ZCTA Enrichment for Nonprofits
This guide explains how to use the ZCTA (ZIP Code Tabulation Area) enrichment in the nonprofit data models.
What is ZCTA?
ZCTA (ZIP Code Tabulation Area) is a Census Bureau geographic area that approximates USPS ZIP code boundaries:
- ZIP codes = postal delivery routes (can change frequently)
- ZCTAs = stable census geographic boundaries (updated every 10 years)
ZCTAs provide:
- Statistical boundaries for geographic analysis
- Centroid coordinates (latitude/longitude)

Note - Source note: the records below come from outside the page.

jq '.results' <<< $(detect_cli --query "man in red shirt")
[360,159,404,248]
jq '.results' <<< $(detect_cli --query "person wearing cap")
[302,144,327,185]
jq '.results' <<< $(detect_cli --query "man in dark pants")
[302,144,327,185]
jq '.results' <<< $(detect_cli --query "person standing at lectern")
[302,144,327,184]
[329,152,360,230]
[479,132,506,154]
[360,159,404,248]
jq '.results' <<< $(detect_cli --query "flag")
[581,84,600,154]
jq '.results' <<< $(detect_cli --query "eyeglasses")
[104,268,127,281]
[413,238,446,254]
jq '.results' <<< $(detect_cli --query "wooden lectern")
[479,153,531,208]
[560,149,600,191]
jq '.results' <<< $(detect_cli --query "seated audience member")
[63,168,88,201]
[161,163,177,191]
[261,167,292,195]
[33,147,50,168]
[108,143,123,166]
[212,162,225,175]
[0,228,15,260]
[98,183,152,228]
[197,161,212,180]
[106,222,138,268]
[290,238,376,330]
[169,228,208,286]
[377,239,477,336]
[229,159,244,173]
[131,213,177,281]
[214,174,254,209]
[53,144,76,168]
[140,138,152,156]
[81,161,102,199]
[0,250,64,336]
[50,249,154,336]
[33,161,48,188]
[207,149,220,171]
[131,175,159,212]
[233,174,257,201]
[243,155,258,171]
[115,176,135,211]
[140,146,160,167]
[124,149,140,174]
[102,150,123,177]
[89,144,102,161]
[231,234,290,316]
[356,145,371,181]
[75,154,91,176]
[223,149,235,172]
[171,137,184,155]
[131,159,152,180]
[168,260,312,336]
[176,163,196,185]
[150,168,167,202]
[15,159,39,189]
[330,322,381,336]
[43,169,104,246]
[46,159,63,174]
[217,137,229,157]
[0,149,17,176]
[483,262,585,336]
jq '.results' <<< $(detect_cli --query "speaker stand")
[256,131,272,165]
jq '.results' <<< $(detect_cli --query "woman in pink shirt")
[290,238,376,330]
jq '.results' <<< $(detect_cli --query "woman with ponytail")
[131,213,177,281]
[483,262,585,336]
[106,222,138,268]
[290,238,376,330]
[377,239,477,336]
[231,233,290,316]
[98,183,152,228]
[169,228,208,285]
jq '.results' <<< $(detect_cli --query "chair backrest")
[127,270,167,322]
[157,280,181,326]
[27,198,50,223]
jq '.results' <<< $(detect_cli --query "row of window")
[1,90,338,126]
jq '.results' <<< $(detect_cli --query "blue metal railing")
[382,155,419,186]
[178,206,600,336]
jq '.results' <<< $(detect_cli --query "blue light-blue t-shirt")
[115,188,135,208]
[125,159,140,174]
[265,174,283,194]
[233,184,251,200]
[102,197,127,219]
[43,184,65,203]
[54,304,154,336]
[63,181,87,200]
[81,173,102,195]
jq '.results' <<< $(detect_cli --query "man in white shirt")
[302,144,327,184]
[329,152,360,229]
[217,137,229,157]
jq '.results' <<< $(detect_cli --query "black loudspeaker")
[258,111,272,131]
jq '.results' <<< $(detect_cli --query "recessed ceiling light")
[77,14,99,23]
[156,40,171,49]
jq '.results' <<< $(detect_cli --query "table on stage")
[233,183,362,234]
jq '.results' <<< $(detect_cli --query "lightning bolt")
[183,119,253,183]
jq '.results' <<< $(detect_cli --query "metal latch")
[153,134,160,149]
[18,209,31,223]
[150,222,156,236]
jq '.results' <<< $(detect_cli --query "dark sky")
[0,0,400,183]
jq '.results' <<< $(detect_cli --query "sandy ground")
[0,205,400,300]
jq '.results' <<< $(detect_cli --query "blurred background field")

- Land and water area measurements
- Consistent geography for data aggregation
Coverage: ~33,791 ZCTAs cover the United States
Data Sources
Bronze Tables
-
bronze_organizations_nonprofits_irs (1.95M nonprofits)
- Source: IRS Business Master File (BMF)
- ZIP field:
zip_code(may include ZIP+4)
-
bronze_organizations_nonprofits_nccs (1.8M nonprofits)
- Source: NCCS Core Files
- ZIP field:
f990_org_addr_zip(may include ZIP+4)
-
bronze_jurisdictions_postal_codes (33,791 ZCTAs)
- Source: Census Bureau Gazetteer Files
- Loading script:
scripts/datasources/census/load_census_postal_codes.py
-
bronze_jurisdictions_zip_place (~29,000 ZCTA-place relationships)
- Source: Census 2020 ZCTA-Place Relationship File
- Maps ZCTAs to Census Places (cities/towns)
- Many-to-many: 41% of ZCTAs span multiple places
-
bronze_jurisdictions_zip_county (~33,800 ZCTA-county relationships)
- Source: Census 2020 ZCTA-County Relationship File
- Maps ZCTAs to Counties
- Many-to-many: 30% of ZCTAs span multiple counties
dbt Models with ZCTA
Recommended: bronze_organizations_nonprofits (Marts)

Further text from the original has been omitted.